検査は感染の機会から24時間以上経過してから受けることが推奨されます。生理中の検査は避け、妊娠中の場合は主治医と相談する必要があります。

膣トリコモナス症の治療

膣トリコモナス症の治療
膣トリコモナス症の治療には、主にメトロニダゾールまたはティニダゾールという抗原虫薬が用いられます。
これらの薬は、トリコモナス原虫を殺菌できます。
メトロニダゾールは通常、経口で投与されます。
治療期間や用量は、症状の重さや患者さんの状態によって異なりますが、一般的には数日間の服用が必要です。
ティニダゾールは、通常、単回投与で使用されます。
膣トリコモナス症は性感染症であるため、感染者の性的パートナーも同時に治療を受けることが推奨されます。
これにより、再感染のリスクを減らします。
治療中は、アルコールの摂取を避けることが推奨されます。
メトロニダゾールやティニダゾールとアルコールとの併用は、不快な副作用を引き起こす可能性があります。
治療後、症状が改善しない場合や再発する場合は、医師に相談することが重要です。場合によっては、追加の検査や異なる治療法が必要になることがあります。

難治性の膣トリコモナス症も存在する

難治性の膣トリコモナス症も存在する
通常、膣トリコモナス症はメトロニダゾールやティニダゾールといった抗原虫薬で治療できます。
しかし、一部のケースではこれらの薬剤に対する耐性を持つトリコモナス原虫が存在し、これが難治性のトリコモナス症の原因となります。
トリコモナス原虫が薬剤耐性を獲得する主な原因は、不完全な治療や不適切な薬剤使用です。
これにより、原虫が薬剤に対する耐性を発達させることがあります。
難治性トリコモナス症の場合、標準的な治療法が改善傾向を示さないため、異なる薬剤の使用や、より高用量、長期間の治療が必要になることがあります。
また、複数の薬剤を組み合わせることも検討されます。
難治性トリコモナス症においても、感染者の性的パートナーも同時に治療を受けることが重要です。
これにより、再感染のリスクを減らします。
難治性トリコモナス症の治療後は、定期的なフォローアップが必要です。
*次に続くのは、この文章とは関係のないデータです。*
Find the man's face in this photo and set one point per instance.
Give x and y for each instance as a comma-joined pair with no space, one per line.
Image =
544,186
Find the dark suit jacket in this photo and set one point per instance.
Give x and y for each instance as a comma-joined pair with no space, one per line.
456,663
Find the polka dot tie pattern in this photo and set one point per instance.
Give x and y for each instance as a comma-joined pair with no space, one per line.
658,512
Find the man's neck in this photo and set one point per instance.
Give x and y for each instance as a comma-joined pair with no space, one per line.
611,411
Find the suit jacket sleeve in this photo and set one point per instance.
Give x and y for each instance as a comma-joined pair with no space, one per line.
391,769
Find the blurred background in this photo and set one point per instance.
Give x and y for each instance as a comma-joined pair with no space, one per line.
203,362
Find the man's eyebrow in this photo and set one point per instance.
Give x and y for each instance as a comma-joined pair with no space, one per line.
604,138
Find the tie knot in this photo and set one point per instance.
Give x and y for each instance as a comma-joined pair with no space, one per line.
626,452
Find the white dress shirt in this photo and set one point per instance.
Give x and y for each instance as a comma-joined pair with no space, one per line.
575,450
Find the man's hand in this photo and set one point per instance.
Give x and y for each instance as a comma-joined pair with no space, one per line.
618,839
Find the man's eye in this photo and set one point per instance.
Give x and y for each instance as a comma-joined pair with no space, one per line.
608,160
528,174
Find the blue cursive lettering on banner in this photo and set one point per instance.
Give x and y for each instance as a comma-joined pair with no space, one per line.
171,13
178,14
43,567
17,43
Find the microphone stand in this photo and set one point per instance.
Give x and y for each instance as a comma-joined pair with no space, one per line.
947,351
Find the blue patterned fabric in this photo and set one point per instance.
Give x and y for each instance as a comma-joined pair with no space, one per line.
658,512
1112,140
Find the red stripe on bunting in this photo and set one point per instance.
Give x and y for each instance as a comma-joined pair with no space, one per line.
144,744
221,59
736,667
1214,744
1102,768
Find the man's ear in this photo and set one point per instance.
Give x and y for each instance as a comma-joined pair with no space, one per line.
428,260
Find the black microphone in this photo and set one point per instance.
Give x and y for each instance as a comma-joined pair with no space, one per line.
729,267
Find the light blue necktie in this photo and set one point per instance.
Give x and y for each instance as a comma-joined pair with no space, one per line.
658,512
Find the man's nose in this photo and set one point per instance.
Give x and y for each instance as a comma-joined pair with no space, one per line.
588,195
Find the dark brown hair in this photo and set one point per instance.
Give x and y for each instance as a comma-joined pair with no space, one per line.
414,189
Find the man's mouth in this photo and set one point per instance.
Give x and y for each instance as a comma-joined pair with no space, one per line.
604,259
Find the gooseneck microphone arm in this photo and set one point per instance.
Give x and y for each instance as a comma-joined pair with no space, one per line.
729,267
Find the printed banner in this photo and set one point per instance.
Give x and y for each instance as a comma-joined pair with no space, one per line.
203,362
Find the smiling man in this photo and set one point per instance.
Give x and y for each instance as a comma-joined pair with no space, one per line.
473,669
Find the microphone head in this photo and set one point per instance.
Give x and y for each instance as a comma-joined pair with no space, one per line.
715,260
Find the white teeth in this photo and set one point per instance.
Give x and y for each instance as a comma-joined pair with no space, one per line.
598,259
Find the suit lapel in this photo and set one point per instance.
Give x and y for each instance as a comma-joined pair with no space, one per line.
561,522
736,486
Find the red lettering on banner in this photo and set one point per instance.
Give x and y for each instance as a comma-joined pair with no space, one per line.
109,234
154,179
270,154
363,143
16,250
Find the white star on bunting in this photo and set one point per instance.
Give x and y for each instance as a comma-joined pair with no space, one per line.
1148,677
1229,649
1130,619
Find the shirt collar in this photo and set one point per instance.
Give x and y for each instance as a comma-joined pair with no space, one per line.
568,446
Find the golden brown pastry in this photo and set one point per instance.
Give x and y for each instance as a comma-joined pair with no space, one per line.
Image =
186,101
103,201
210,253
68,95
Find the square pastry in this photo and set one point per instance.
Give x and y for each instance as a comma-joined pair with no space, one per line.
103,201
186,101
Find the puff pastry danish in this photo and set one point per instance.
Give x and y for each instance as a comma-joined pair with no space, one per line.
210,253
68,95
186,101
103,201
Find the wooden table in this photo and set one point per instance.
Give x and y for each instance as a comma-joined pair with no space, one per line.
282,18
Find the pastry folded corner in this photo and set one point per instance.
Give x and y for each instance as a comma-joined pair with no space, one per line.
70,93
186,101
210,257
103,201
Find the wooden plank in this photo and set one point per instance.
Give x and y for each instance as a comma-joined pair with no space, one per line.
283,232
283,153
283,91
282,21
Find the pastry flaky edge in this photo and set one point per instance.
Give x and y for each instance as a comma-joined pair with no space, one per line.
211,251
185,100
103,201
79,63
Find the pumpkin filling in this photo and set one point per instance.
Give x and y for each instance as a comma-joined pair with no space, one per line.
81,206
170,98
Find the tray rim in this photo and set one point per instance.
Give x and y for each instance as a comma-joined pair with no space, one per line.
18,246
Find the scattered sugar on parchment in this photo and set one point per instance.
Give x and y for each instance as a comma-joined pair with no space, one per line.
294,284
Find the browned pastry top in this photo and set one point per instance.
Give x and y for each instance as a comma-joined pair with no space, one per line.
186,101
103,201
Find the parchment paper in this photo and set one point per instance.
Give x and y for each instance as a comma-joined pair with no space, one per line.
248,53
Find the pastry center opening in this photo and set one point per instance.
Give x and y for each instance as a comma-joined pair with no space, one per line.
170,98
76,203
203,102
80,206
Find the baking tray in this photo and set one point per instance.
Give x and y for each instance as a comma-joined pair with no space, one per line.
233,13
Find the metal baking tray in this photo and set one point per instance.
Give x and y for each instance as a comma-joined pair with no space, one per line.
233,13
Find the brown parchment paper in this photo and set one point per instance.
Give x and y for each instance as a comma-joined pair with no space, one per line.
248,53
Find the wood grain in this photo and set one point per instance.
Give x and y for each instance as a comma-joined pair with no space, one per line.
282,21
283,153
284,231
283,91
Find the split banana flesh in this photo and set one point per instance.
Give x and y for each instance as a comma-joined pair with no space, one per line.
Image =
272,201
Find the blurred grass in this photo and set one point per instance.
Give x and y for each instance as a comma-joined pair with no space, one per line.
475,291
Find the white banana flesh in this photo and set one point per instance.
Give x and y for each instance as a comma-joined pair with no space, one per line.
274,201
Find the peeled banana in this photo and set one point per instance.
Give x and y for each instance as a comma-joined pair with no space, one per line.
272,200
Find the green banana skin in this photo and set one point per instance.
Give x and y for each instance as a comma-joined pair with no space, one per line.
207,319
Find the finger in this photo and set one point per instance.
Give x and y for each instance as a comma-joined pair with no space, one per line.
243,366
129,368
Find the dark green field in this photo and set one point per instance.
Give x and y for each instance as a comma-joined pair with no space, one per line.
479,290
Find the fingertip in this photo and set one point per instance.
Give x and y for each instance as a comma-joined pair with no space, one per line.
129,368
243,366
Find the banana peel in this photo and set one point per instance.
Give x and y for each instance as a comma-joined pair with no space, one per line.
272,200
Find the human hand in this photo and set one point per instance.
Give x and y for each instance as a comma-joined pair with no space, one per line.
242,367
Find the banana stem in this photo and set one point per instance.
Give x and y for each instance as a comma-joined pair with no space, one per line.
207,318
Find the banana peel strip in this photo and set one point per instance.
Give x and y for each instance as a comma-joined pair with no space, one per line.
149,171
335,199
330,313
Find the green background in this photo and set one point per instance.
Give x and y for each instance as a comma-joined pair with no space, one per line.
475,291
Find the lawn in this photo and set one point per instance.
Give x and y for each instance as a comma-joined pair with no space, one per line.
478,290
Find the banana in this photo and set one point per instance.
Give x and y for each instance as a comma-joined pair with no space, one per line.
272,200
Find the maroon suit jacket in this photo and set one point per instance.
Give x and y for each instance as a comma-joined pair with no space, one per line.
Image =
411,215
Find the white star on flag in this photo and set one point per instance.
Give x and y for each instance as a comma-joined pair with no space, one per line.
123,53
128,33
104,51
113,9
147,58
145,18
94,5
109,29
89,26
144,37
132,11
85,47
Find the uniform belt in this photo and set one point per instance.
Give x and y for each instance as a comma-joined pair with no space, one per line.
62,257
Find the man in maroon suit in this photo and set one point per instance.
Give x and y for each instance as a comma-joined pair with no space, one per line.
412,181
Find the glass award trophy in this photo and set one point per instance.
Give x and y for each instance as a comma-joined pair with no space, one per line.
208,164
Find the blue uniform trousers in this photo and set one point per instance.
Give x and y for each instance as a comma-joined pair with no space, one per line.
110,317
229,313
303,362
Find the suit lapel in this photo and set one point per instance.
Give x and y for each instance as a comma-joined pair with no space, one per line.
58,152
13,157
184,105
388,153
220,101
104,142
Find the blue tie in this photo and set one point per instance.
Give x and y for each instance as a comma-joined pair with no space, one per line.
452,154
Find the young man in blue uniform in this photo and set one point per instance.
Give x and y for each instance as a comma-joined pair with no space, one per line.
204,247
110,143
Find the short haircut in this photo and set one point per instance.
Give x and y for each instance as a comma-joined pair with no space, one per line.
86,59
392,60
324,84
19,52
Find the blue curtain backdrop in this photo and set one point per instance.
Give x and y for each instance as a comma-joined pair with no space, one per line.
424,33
また、コンドームの使用や定期的な性感染症の検査が予防に役立ちます。

まとめ

まとめ
ここまで心当たりがない膣トリコモナス症についてお伝えしてきました。
心当たりがない膣トリコモナス症の要点をまとめると以下の通りです。
・膣トリコモナス症は腟トリコモナス原虫という微生物によって引き起こされる性感染症
・膣トリコモナス症の症状には男女ともに排尿時痛や性交痛があり、女性は異常なおりものを呈し、男性は無症状である場合が多い
・膣トリコモナス症はメトロニダゾールやティニダゾールといった抗原虫薬で治療するが、一部のケースではこれらの薬剤に対する耐性を持つトリコモナス原虫による難治性のトリコモナス症も存在する
これらの情報が少しでも皆さまのお役に立てば幸いです。
最後までお読みいただき、ありがとうございました。